R. STANLEY WILLIAMS
Professor; BA, Rice University; MS and PhD, University of California, Berkeley; NSF Fellow; Alfred P. Sloan Fellow; Camille and Henry Dreyfus
Teacher-Scholar; Glenn T. Seaborg Research Award; Herbert Newby McCoy Award.
The work in our laboratories is motivated by the technological requirements for future optoelectronic materials and the excitement of exploring new
scientific frontiers. We prepare clean single-crystal surfaces under ultra-high-vacuum conditions and then by the technique of molecular beam epitaxy, chemical vapor deposition, or laser ablation grow one or more
ordered overlayers of different types of materials. The long-term goal of this research is to create new crystalline composites with unusual and useful optical and electronic properties, which are controlled by the chemical identity
of the layers and their physical dimensions (quantum size effects).
The thickness of the layers that are grown often approach atomic dimensions, and therefore surface-sensitive probes are required to characterize
their properties. We utilize a broad range of crystallographic and spectroscopic techniques: scanning tunneling microscopy, low-energy
electron diffraction, scanning electron microscopy, Auger and photoelectron spectroscopies, secondary-ion mass spectroscopy, and laser-excited photoluminescence with picosecond time resolution.
Each of these tools provides a few clues to help understand the structural electrical, and chemical nature of the materials we grow, and the
primary work in our group is organizing a wide range of data to form a coherent picture of the samples studied.
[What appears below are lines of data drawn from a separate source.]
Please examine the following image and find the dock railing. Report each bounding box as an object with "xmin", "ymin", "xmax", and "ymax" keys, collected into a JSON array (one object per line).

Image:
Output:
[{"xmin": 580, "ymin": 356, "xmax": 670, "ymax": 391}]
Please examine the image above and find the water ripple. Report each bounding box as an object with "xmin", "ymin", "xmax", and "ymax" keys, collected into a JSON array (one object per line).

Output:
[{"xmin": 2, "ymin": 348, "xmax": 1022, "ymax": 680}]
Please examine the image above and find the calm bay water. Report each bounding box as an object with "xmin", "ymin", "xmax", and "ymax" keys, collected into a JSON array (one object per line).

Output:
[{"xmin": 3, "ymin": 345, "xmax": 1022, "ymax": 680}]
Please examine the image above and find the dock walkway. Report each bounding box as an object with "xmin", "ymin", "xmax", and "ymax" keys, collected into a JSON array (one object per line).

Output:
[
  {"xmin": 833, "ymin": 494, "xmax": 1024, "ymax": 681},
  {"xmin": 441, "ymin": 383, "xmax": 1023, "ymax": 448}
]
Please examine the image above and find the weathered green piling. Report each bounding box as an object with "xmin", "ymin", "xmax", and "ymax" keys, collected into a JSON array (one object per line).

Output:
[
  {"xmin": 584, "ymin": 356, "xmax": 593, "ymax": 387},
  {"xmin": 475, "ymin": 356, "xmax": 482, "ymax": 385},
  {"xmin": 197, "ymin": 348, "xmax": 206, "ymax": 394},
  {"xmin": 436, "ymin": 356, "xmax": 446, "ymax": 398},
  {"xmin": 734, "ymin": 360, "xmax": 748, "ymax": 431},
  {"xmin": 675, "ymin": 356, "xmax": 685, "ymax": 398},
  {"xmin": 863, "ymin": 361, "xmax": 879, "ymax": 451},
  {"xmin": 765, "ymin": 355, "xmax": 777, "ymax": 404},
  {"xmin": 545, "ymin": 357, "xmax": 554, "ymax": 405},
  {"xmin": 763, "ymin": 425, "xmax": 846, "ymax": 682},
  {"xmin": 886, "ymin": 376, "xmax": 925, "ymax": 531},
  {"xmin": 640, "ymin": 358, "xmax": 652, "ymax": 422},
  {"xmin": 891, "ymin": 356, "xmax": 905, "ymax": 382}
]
Our studies span the discipline of physical chemistry: the kinetics of surface growth, the thermodynamics of
interface formation and aging, and the quantum mechanics of nanometer scale structures.
As an example of ongoing research see
Atomic Force Microscope (AFM) topographic maps of semiconductor CuCl
KEY CONCEPTS AND WORDS:
Surface and Interface Chemistry: growth of crystalline thin films of
high-Tc superconductors; intermetallic compounds; semiconductors and
insulators; crystallographic and spectroscopic investigations of surfaces and interfaces; nanometer-scale thermochemistry and kinetics of solids.